The key-derivation primitive is argon2id, the modern memory-hard password-hashing function. The user's 24-word recovery passphrase is the input; the argon2id derivation produces the vault key on the user's device. The passphrase itself is never uploaded; the vault key is never uploaded; both live only in the browser's memory while the user is signed in. The 24-word format is the standard mnemonic shape (BIP39 word list) so the user can write it down or store it in a password manager using conventional patterns.
The HMAC of the canonical URL is the one piece of structured metadata the server holds that is derived from the user's content. The HMAC is a one-way hash with a key the user controls; it lets the server dedup records (so the same URL captured twice doesn't produce two records) without revealing what the URL is. The server cannot reverse the HMAC back to the URL; the dedup query happens by the client computing the HMAC of a URL it wants to check and asking the server "do you have this hash." The query reveals only the hash, not the URL.
The risk score is the other piece of metadata.
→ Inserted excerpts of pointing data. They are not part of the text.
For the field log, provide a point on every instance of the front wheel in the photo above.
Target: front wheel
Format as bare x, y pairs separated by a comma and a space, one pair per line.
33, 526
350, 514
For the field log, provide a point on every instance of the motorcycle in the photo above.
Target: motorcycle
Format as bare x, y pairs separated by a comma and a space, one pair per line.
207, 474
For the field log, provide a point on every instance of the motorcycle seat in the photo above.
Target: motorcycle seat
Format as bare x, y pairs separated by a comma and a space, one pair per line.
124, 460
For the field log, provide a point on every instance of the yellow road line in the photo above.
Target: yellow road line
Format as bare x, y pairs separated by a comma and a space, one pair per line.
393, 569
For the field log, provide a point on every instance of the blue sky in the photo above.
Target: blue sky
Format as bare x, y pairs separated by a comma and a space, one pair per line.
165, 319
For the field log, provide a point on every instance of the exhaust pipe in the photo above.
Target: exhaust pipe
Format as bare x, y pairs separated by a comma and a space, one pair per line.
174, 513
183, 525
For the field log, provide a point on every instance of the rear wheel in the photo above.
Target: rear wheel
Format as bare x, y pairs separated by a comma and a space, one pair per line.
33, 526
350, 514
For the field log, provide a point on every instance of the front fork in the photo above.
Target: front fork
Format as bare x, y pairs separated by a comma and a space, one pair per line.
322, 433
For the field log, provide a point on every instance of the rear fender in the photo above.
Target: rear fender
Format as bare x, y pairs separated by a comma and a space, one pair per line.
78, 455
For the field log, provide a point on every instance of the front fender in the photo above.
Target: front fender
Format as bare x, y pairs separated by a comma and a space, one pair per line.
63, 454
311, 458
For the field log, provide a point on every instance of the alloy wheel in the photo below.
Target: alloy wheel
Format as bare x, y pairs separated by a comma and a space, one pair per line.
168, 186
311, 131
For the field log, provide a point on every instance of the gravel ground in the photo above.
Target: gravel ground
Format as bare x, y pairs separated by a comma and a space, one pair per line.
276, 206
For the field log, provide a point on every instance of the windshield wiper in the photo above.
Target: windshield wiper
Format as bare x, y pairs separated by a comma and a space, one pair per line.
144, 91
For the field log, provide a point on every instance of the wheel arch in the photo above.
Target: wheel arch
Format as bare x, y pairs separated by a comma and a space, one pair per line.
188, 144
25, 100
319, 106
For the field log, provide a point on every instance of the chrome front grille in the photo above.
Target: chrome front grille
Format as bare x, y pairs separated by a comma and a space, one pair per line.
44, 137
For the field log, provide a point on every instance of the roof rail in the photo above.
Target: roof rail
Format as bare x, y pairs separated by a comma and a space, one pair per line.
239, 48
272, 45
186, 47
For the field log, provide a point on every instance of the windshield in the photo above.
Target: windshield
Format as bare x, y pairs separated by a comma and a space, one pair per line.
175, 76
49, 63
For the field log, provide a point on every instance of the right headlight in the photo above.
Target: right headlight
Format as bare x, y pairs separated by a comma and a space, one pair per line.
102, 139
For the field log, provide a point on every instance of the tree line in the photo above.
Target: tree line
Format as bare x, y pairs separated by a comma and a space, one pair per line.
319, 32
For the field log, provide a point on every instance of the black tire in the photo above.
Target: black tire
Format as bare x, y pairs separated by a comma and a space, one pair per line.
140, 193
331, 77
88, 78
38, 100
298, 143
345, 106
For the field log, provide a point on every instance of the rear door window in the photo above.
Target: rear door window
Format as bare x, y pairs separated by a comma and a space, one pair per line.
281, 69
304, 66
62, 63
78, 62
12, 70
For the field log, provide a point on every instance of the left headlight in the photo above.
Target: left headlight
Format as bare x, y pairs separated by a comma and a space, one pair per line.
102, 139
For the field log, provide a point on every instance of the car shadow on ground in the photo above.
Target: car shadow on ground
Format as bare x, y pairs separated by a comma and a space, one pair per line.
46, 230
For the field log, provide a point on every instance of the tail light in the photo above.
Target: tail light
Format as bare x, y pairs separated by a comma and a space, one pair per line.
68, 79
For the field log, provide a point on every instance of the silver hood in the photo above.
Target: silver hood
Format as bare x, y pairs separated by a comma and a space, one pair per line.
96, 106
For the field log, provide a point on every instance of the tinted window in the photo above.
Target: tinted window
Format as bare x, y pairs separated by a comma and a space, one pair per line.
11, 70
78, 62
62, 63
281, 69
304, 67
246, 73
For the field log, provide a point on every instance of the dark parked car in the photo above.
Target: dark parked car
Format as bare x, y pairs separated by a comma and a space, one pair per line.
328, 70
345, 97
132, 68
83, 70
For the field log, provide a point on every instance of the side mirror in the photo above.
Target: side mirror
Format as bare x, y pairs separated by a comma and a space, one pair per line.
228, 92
It is an integer between 0 and 100 plus a small array of reasons, computed by the client at capture time, indicating things like "this page appeared to contain credentials" or "this page had unusual traffic patterns suggesting it may be malicious." The score lives unencrypted on the server so the user can see it across paired browsers without decrypting the record. It does not reveal the page content; it reveals only the client's opinion about the page's safety profile.
For the user who loses access to their device, the 24-word recovery passphrase is the mechanism for restoring the corpus on a new device. The user enters the passphrase on the new device, the argon2id derivation reproduces the vault key, the new device fetches the ciphertext records from the sync service, and the corpus is decrypted locally. The recovery flow respects the architectural contract — at no point does the passphrase or the vault key reach the server. Lose the passphrase and the corpus is unrecoverable; this is the explicit trade-off the architecture makes in favour of structural privacy.
“ The server cannot read your pages. Not because we promise not to — because we structurally cannot. The data is encrypted before it leaves your browser.
#On-device semantic search: 384-dim, sliding-window, sub-second
The search surface is the part of the platform the user interacts with most. The substrate is the 384-dimensional sentence-transformer family — specifically the MiniLM family of models that has emerged as the canonical balance between embedding quality and on-device performance for the modern browser-shaped runtime. The choice to run embeddings on-device rather than on the server is the consequence of the architectural commitment: the corpus is decrypted only on the user's device, so semantic search has to run there too.
The chunking discipline is 256-token sliding windows with overlap. Pages are split into overlapping 256-token chunks; each chunk gets its own embedding; the search retrieves at the chunk level rather than at the page level. The reason this matters is the failure mode of page-level semantic search: a page with one paragraph relevant to a query and forty paragraphs of unrelated content gets a page-average embedding that doesn't reflect the one relevant paragraph well. Chunk-level search returns the specific paragraph that matches; the user sees the passage they want directly rather than the page that contains it somewhere.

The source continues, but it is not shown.